Исчезала с Дашиного лица улыбка, а вместе с ней исчезала помаленьку и сама Даша: знакомые ей люди все реже встречали ее на улицах города, домашние все чаще замечали ее отсутствующий взгляд. Потом в ее облике для них стали как бы пропадать отдельные черточки и штришки: ослаб румянец, один из уголков рта опустился, загустела, прежде почти прозрачная, воздушная синева ее глаз, нарушилась плавность и округлость движений, голосок пламенный, ясный, першащим как бы дымком подернулся, да и слов в ее копилке как бы поубавилось, молчаливее стала. И наметился весь этот ее ущерб по возвращении Аполлона из его тогдашней поездки в Москву.
Вернулся он в тот раз с глазами мутными, взъярившимися от реанимированного успеха на композиторском поприще, от столичной, вокзально-поездной суеты, полуослепший от множества сиятельных лиц и событий, от которых он не успел отойти, как сомлевшая нога, отсиженная в момент захватывающей беседы и не успевшая оттаять от сладкой, пузырьками нарзанными покалывающей боли.
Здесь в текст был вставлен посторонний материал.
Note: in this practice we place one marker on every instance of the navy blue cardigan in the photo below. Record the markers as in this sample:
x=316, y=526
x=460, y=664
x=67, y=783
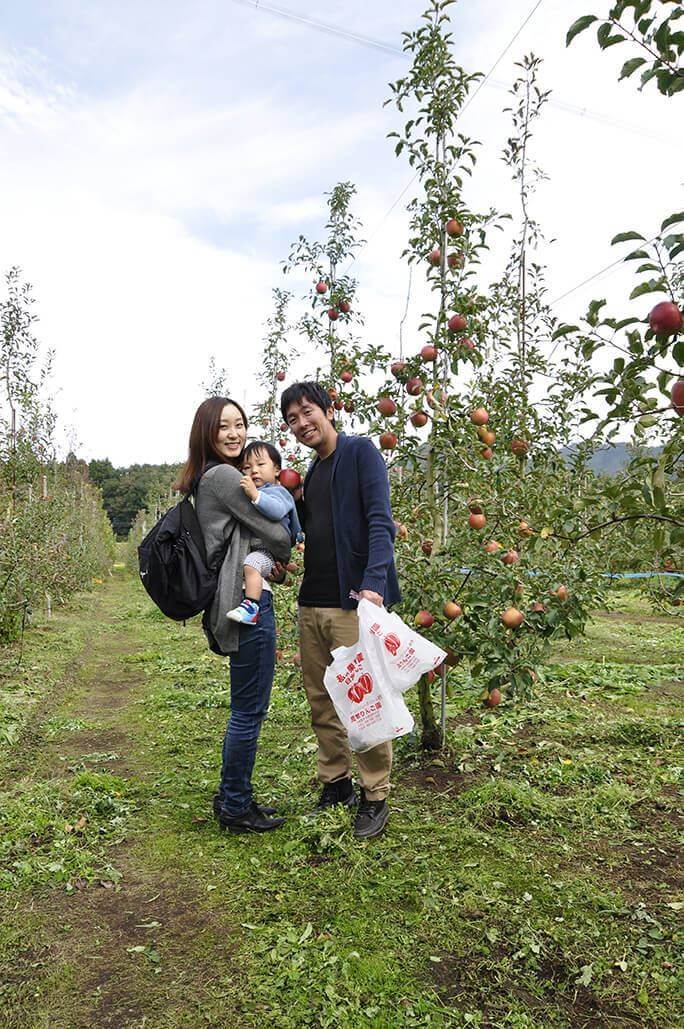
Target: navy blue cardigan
x=362, y=522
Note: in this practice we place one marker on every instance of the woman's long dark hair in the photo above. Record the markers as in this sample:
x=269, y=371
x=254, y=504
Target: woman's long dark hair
x=204, y=433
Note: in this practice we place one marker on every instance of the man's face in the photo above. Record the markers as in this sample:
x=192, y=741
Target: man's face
x=310, y=425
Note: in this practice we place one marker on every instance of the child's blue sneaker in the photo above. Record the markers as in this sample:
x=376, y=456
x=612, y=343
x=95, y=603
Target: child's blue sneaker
x=247, y=612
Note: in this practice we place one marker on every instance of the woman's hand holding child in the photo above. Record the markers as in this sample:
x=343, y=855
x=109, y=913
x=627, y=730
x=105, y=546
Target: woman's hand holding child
x=249, y=488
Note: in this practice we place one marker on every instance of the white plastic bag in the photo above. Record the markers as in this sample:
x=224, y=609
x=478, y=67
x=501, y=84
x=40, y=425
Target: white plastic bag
x=369, y=711
x=401, y=653
x=365, y=681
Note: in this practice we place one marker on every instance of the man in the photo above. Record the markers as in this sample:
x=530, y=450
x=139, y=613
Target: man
x=350, y=532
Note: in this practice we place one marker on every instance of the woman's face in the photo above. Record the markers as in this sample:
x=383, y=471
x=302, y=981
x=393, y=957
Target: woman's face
x=231, y=433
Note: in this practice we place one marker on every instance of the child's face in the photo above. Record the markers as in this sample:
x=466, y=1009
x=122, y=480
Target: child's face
x=260, y=468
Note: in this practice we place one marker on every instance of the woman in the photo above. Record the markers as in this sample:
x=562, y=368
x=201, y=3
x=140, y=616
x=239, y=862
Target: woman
x=227, y=517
Он долго пил тогда ключевую воду из красивого кувшина, стенки которого напоминали заиндевелое, морозное стекло, пил, словно помимо жажды старался заглушить, погасить в себе тревогу, вызревавшую в нем впрок, заранее до предстоящего общения с Дашей, перед которой чувствовал себя не столько виноватым, сколько неумытым.
С тех пор, с поездки этой курьезной, сто дней миновало, а хихикающий нервозно, без признаков улыбки, невпопад с настроением окружающих его людей, воспрянувший в денежном отношении Аполлон так и не распрямился полностью, ходил мимо Даши пригнувшись как бы, словно в ожидании чего-то неотвратимого.
Когда сегодня Даша кормила его зажаренным в чесноке и каких-то индийских травках цыпленком, когда она пирогом яблочным его потчевала, он и глаза-то на нее поднять побоялся, якобы трапезой увлекшись, и только отрывисто похваливал пищу, а также пышную, «сдобную» сирень, как бы пеной исходящую, выкипающую из вазы, умилялся ворчанием (или пением?) своего сына Платоши за стеной — и все это с прежним каменным лицом.